(中央社 台北10日 趙敏雅記者)国家通信伝播委員会(NCC)は本日、「放送メディアのニュース制作におけるAI応用ガイドライン」を可決した。このガイドラインは、放送メディアがニュース制作にAIを導入する際の自主規制の参考基準を提供するものである。NCCは、ニュースコンテンツにAI生成部分が含まれる場合、その表示は明確に識別可能でなければならず、番組全体を通して明瞭に表示する必要があると強調した。
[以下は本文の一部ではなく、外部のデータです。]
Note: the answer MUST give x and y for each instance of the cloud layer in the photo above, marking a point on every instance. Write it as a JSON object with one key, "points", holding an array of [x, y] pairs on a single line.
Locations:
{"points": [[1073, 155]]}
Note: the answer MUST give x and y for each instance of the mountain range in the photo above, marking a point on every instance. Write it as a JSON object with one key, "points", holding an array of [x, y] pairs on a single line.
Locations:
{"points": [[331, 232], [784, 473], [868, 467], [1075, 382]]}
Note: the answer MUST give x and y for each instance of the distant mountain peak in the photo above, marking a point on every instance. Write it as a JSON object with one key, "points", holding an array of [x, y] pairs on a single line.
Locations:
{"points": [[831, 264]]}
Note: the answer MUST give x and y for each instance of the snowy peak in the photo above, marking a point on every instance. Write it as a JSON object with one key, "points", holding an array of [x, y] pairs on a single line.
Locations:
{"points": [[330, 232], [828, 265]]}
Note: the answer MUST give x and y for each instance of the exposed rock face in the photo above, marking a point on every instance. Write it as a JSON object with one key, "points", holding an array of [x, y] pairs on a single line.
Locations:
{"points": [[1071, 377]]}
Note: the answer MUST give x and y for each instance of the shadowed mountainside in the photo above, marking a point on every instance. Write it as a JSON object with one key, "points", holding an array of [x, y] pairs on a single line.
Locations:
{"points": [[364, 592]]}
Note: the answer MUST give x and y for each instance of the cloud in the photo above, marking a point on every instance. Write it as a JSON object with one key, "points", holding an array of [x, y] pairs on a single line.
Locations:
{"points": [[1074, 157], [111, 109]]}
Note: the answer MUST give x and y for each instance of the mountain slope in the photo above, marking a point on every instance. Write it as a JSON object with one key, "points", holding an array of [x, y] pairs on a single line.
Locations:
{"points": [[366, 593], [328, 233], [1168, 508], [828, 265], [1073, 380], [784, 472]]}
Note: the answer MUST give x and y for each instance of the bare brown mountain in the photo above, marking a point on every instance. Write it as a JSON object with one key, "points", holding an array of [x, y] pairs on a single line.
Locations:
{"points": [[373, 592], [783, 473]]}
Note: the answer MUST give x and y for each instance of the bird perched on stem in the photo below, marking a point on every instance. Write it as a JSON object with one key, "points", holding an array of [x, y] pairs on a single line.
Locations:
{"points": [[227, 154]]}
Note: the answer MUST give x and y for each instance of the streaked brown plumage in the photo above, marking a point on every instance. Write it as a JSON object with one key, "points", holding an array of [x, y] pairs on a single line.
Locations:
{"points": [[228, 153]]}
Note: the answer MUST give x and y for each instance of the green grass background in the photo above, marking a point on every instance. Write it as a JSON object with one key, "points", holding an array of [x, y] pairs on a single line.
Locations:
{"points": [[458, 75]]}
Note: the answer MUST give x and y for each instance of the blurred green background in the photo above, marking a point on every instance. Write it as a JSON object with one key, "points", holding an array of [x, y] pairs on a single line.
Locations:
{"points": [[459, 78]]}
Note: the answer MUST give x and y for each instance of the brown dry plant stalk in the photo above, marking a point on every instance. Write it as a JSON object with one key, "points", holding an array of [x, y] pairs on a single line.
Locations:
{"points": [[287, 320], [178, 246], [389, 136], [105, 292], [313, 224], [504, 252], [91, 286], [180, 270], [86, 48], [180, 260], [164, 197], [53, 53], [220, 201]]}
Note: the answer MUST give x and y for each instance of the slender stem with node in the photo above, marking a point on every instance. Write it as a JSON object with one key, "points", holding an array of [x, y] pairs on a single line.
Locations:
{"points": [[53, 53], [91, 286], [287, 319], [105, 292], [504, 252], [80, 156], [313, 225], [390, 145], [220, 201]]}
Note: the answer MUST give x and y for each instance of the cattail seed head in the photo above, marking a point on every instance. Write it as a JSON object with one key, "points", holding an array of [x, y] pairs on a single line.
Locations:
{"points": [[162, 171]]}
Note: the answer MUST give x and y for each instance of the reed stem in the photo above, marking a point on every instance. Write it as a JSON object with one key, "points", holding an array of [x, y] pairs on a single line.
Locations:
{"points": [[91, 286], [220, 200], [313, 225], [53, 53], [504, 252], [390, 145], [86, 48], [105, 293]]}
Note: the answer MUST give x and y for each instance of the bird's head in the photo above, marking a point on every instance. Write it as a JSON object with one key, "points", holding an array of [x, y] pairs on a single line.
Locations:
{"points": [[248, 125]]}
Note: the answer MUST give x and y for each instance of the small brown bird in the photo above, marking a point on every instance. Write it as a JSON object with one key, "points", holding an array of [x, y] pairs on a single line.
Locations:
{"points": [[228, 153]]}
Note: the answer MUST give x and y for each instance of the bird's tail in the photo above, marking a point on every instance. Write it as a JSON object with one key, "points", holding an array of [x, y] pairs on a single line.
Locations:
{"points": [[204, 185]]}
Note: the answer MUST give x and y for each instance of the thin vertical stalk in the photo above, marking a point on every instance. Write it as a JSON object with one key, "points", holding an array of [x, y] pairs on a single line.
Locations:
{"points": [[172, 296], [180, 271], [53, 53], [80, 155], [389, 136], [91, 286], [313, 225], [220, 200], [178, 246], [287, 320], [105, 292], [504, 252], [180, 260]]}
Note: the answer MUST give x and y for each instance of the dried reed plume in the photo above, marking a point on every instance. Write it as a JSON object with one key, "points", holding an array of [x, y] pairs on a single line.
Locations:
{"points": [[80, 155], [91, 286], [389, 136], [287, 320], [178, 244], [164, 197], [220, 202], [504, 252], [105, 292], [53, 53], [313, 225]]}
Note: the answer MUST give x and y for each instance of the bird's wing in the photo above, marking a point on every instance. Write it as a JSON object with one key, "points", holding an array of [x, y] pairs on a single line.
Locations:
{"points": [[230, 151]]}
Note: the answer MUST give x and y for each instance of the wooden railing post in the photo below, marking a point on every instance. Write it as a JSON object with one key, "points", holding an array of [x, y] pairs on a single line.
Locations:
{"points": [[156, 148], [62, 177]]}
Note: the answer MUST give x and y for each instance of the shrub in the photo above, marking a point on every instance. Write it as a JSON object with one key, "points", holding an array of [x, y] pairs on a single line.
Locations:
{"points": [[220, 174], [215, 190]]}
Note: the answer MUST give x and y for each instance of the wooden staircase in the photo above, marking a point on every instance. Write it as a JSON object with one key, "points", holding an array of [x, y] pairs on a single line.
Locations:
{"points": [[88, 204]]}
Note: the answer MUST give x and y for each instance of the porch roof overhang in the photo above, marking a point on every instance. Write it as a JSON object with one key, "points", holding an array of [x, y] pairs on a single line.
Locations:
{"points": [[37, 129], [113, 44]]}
NCCの発表によると、人工知能基本法は今年1月14日に公布・施行され、第16条第2項に基づき、各主管官庁はAI応用のリスク管理の必要性に応じて、産業界向けのガイドラインと行動規範の策定を支援することとされている。NCCはこれに従い、本ガイドラインを策定した。その性質は行政指導であり、放送メディアがAI技術を導入・活用する際の自主規制の参考とする。

NCCは、本ガイドラインの核心的原則として、放送メディアはニュース制作において事実に基づくこと、AI技術応用時には法令遵守、人権保障と公平性・無偏見、コンテンツ検証メカニズムの確立、そしてAI生成コンテンツの明確な開示と表示を徹底することを挙げている。
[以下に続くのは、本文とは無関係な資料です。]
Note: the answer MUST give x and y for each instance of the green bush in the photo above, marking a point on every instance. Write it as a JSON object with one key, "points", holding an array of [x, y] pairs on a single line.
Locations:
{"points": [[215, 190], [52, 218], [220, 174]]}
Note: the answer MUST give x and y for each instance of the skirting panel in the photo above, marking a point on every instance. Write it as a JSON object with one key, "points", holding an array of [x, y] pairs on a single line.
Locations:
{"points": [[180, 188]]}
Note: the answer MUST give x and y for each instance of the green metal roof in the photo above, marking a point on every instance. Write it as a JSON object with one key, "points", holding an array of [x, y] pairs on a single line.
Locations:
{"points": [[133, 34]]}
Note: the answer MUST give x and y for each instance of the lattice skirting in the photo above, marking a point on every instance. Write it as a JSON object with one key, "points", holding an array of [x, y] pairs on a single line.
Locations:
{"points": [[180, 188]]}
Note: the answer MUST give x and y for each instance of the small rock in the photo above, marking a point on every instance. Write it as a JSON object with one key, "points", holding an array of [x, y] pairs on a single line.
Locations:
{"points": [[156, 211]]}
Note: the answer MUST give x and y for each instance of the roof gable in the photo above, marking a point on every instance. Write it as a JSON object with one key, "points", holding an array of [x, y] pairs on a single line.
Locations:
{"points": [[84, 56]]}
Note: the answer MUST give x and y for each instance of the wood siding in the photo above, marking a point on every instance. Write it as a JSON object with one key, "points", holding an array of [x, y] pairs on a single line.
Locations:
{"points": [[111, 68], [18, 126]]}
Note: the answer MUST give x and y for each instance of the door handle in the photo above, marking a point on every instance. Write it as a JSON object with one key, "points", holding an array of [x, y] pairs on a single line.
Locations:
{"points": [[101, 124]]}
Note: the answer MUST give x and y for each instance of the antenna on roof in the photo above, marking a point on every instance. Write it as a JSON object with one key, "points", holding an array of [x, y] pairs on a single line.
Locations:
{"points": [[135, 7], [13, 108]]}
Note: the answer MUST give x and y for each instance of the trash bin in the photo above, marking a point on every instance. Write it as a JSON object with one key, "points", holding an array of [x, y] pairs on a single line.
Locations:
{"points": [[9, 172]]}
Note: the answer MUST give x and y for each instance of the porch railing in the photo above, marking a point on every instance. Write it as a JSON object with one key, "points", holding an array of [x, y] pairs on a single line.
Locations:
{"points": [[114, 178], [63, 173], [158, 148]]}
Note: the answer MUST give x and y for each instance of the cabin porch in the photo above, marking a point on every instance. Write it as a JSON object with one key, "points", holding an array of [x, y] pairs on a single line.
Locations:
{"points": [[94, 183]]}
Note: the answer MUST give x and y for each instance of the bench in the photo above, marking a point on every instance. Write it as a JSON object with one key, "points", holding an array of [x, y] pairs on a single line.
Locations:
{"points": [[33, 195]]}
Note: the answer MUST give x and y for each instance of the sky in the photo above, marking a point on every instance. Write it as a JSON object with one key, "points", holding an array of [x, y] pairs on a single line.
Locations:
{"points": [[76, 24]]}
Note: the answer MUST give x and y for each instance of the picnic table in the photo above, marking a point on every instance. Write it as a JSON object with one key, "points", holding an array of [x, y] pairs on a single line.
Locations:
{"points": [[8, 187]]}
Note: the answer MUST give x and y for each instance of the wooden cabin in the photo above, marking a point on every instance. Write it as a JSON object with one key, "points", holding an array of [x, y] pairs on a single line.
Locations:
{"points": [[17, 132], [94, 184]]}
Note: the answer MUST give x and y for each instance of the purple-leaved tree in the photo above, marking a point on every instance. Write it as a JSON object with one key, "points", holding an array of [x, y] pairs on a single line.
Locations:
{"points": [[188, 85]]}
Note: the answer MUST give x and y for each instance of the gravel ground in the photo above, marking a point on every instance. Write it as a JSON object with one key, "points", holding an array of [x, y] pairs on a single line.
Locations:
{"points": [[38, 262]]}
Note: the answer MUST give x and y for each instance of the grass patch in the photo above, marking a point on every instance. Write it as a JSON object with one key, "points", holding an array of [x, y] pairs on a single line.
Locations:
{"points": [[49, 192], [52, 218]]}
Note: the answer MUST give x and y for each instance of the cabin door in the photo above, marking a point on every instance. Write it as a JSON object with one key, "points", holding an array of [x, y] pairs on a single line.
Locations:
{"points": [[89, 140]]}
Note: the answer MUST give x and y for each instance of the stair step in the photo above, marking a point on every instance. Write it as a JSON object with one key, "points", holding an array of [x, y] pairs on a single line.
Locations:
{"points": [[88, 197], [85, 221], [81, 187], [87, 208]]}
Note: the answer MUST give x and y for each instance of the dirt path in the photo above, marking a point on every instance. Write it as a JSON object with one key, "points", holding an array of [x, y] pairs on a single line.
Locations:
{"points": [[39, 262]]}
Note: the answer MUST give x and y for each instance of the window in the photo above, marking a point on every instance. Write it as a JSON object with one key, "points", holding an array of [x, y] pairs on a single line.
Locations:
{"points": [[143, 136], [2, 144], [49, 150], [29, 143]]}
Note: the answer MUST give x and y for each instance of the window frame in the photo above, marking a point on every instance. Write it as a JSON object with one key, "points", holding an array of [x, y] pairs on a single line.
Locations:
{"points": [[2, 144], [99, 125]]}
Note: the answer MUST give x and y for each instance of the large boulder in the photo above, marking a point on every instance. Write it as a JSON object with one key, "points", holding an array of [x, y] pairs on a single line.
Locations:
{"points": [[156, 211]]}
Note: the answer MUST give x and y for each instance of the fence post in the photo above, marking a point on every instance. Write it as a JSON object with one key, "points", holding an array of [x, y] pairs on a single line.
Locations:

NCCは、ガイドラインを実務ニーズに適合させ、専門家の意見を広く取り入れるため、114年8月から115年5月にかけて、専門家・学者による座談会2回と放送事業者による座談会2回を開催し、実務経験と専門的意見を集約した。

ガイドラインの内容によれば、放送事業者はAI技術導入前に、監督管理のための専門チームを設置し、慎重に評価する必要がある。NCCは、本ガイドラインがAIコンテンツの検証メカニズムを重視しており、事業者はAI技術を用いてニュースを制作する際、特に第三者の映像・音声素材やAIモデルが生成した素材を引用する場合、事実確認を徹底し、客観性を保ち、ニュースの真実性を損なわないよう求めている。
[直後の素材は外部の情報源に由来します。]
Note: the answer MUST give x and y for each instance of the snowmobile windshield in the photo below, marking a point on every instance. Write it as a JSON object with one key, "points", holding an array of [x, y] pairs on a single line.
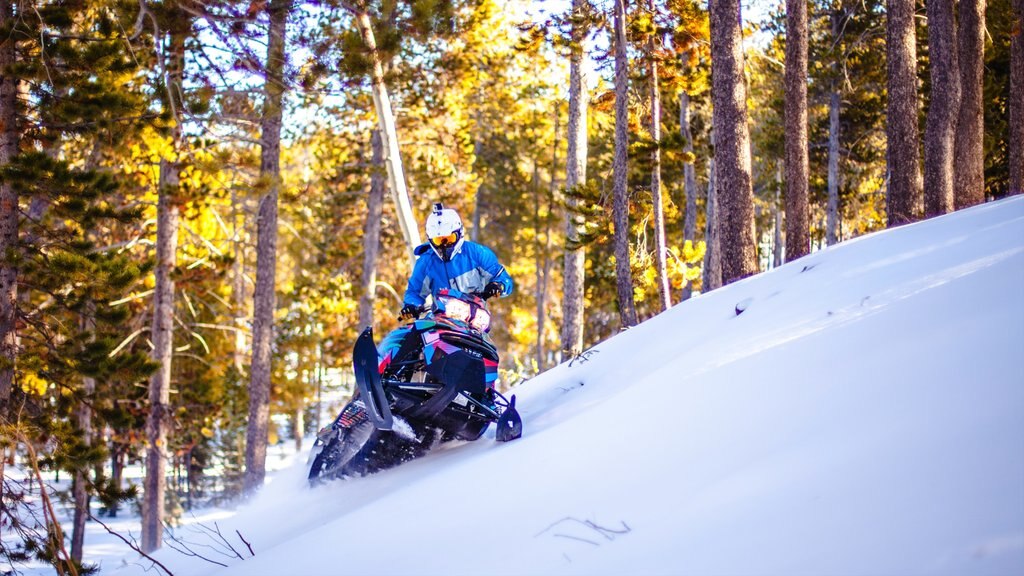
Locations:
{"points": [[464, 307]]}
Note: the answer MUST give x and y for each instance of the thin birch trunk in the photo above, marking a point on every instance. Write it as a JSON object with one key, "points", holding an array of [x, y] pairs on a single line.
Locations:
{"points": [[1016, 104], [943, 109], [832, 222], [372, 236], [621, 208], [389, 135], [689, 181], [734, 195], [969, 156], [9, 138], [162, 333], [798, 235], [660, 245], [903, 201], [713, 258], [264, 299], [576, 174], [544, 270]]}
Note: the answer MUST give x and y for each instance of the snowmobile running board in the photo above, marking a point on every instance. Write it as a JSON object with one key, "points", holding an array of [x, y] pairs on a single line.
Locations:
{"points": [[368, 379]]}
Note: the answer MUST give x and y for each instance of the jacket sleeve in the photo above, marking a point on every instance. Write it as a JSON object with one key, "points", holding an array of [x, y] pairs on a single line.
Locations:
{"points": [[488, 261], [419, 283]]}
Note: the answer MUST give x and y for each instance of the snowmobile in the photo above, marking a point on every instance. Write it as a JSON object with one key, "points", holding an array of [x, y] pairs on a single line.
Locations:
{"points": [[431, 380]]}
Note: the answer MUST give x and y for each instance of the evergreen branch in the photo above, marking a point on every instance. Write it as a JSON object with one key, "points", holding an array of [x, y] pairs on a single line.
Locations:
{"points": [[131, 544]]}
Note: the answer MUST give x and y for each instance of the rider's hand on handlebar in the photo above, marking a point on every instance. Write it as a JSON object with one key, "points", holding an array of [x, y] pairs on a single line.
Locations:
{"points": [[493, 289], [410, 312]]}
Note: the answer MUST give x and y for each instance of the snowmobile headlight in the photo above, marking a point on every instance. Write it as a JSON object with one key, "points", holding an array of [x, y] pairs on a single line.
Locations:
{"points": [[481, 320], [458, 310]]}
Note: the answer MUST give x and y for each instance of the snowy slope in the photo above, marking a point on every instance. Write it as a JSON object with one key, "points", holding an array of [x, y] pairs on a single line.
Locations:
{"points": [[863, 415]]}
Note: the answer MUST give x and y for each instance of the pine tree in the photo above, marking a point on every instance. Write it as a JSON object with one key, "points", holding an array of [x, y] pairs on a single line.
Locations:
{"points": [[902, 158], [734, 196], [798, 241], [940, 130]]}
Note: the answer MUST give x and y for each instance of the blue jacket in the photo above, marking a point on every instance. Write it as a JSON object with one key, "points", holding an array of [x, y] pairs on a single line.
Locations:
{"points": [[469, 271]]}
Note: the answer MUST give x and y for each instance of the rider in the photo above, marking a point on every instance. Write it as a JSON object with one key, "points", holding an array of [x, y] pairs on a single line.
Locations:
{"points": [[449, 260]]}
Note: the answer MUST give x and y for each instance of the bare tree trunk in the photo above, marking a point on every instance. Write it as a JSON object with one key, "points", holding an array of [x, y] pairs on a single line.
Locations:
{"points": [[621, 207], [264, 299], [903, 202], [544, 253], [969, 174], [689, 181], [1016, 104], [734, 195], [372, 237], [943, 108], [835, 101], [713, 258], [798, 235], [239, 285], [389, 135], [776, 251], [158, 421], [576, 174], [9, 138], [660, 245]]}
ガイドラインはまた、AI生成の明確な開示を強調している。NCCは、ニュース番組の制作にAI生成が関わる場合、その表示は明確に識別可能で、番組全体を通して明瞭に表示する必要があると説明。第三者のAI生成映像・音声コンテンツを引用する場合は、引用元を明記することが望ましい。また、AIを用いて音声を再合成する場合は、事前に関係者の同意を得るべきとしている。

NCCは、ニュース報道は真実または実際の取材に基づくことを原則とし、特に重大な公共問題に関する報道は慎重かつ周到であるべきと指摘。法廷審理、公衆衛生、重大犯罪、災害・突発的事象、国家安全保障に関わる問題などについては、AI生成技術を用いる場合、高度なリアリティを避け、アニメーション、絵画、スケッチなどの方法で表現し、視聴者が明確に識別でき、認識の混乱を避けられるようにすることを推奨している。

NCCは、本ガイドラインの発表を通じて、放送メディアがテクノロジーの力を活用し効率を高める一方で、ニュース従事者はメディアの自主規制と専門倫理を堅持し、質が高く信頼性があり、視聴者の権益にかなうニュースコンテンツを制作し、安全で信頼できる放送環境を共に構築することを期待している。